Strange magnetars admixed with fermionic dark matter

TL;DR

This paper investigates how fermionic dark matter and strong magnetic fields influence the structure and observable properties of strange stars, revealing significant effects on mass, radius, and tidal deformability.

Contribution

It introduces a detailed two-fluid model for strange stars with dark matter and magnetic fields, analyzing their combined impact on stellar properties.

Findings

Magnetic fields decrease the star's total mass but slow the mass reduction caused by dark matter.

Tidal deformability varies significantly, up to 90%, with magnetic field strength and dark matter density.

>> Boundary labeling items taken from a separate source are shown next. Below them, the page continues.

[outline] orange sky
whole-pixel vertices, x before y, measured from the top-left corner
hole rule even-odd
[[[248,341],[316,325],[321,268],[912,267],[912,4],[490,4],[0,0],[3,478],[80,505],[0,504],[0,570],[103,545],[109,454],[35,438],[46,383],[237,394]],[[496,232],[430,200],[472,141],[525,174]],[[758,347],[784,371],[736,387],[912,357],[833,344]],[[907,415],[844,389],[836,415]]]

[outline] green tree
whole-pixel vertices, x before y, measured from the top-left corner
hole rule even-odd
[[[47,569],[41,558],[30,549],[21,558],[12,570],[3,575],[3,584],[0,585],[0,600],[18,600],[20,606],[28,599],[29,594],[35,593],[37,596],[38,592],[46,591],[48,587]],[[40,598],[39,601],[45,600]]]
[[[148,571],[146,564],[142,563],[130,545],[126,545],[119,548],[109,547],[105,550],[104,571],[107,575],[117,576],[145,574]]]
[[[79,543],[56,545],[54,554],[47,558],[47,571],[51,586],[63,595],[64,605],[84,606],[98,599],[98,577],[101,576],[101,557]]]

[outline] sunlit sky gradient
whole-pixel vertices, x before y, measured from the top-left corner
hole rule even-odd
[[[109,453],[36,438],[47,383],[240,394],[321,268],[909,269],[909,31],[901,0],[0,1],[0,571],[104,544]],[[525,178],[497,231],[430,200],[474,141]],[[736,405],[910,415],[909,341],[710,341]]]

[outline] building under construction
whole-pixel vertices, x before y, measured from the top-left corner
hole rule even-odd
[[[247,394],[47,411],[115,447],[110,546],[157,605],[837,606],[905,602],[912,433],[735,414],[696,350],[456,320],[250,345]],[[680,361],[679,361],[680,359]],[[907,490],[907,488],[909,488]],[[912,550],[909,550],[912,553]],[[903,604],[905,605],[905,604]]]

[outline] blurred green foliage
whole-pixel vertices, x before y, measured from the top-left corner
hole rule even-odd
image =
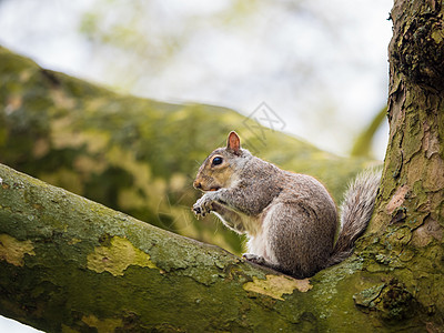
[[[336,202],[367,159],[345,159],[260,128],[233,110],[121,95],[0,48],[0,162],[148,223],[240,253],[215,218],[196,221],[192,181],[231,130],[283,169],[323,181]],[[252,128],[261,131],[261,135]]]

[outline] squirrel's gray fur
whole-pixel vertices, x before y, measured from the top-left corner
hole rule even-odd
[[[199,169],[194,186],[204,195],[193,205],[198,218],[215,213],[249,238],[244,258],[297,279],[312,276],[347,258],[373,212],[380,172],[356,178],[336,206],[314,178],[292,173],[242,149],[235,132]]]

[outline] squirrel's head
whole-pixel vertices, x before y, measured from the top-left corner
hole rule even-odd
[[[193,186],[203,192],[229,188],[238,180],[239,172],[251,157],[248,150],[241,148],[236,132],[231,132],[226,148],[214,150],[202,163]]]

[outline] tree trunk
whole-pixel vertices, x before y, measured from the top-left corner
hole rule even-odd
[[[0,313],[49,332],[442,332],[444,34],[396,0],[391,125],[355,254],[297,281],[0,167]]]
[[[386,290],[360,305],[428,332],[444,326],[443,13],[442,1],[394,3],[390,143],[376,214],[359,249],[364,270]]]

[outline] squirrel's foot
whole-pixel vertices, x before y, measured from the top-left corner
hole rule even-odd
[[[192,211],[194,215],[198,219],[205,218],[213,210],[212,203],[213,200],[210,198],[210,195],[204,194],[193,204]]]
[[[254,262],[259,265],[265,264],[265,259],[258,254],[244,253],[244,254],[242,254],[242,258],[246,259],[248,261]]]

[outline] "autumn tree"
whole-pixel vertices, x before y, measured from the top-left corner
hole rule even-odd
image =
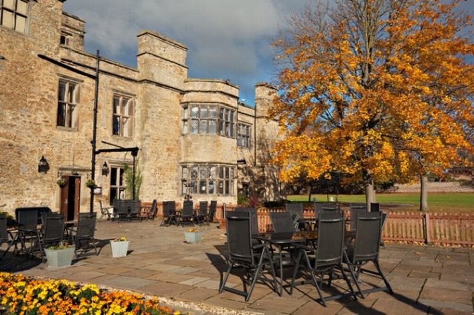
[[[352,174],[368,203],[375,181],[466,162],[474,45],[458,4],[337,0],[288,19],[270,111],[286,134],[274,159],[282,179]]]

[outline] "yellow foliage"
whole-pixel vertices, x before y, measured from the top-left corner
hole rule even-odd
[[[292,36],[274,43],[289,62],[270,111],[288,134],[274,159],[282,180],[337,170],[408,181],[468,162],[474,45],[458,2],[409,0],[377,15],[375,2],[342,0],[330,22],[317,10],[292,18]]]

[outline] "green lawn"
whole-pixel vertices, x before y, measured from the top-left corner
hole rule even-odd
[[[329,195],[335,201],[335,195]],[[327,195],[312,195],[312,200],[316,198],[318,202],[326,202]],[[400,210],[417,211],[419,209],[419,193],[381,193],[376,194],[377,202],[382,207],[395,207]],[[307,195],[290,195],[288,200],[295,201],[307,201]],[[339,202],[365,202],[364,195],[339,195]],[[428,193],[428,207],[429,211],[436,212],[474,212],[474,193]]]

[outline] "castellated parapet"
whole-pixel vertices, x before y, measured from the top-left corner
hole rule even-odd
[[[139,79],[182,90],[188,76],[187,48],[155,32],[145,31],[137,37]]]

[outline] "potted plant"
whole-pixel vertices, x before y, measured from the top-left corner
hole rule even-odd
[[[56,184],[60,187],[63,187],[66,186],[66,179],[62,177],[58,178],[58,180],[56,181]]]
[[[186,243],[199,244],[202,237],[202,232],[199,232],[197,229],[190,229],[184,232],[184,237],[186,238]]]
[[[96,182],[92,179],[88,179],[85,182],[85,186],[91,189],[94,189],[96,188]]]
[[[48,267],[57,268],[71,266],[75,250],[74,245],[63,242],[45,248],[45,253]]]
[[[128,252],[128,244],[130,241],[126,237],[122,236],[118,238],[110,241],[110,246],[112,247],[112,256],[114,258],[120,257],[126,257]]]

Dark matter and magnetic fields notably affect the star's observable characteristics.

Abstract

We discuss strange stars admixed with fermionic dark matter in the presence of a strong magnetic field using the two-fluid Tolman-Oppenheimer-Volkov equations. We describe strange quark matter using the MIT bag model and consider magnetic fields in the range $\sim 10^{17}-10^{18}$ G. For the fermionic dark matter, we consider the cases of free particles and strongly self-interacting particles, with dark fermion masses $m=5, 100, 500$ GeV. We discuss the effects of dark matter and a strong magnetic field on the masses and radii of the stars, as well as on its tidal deformability. Even though strong magnetic fields contribute to decreasing the total mass of the star, they attenuate the rate of decrease in the maximum mass brought about by increasing the dark matter fraction in the admixed system. The most intensely affected observable, however, is the tidal deformability, with variations on the range of $70\%-90\%$ for reasonable values of the magnetic field or dark matter central energy density.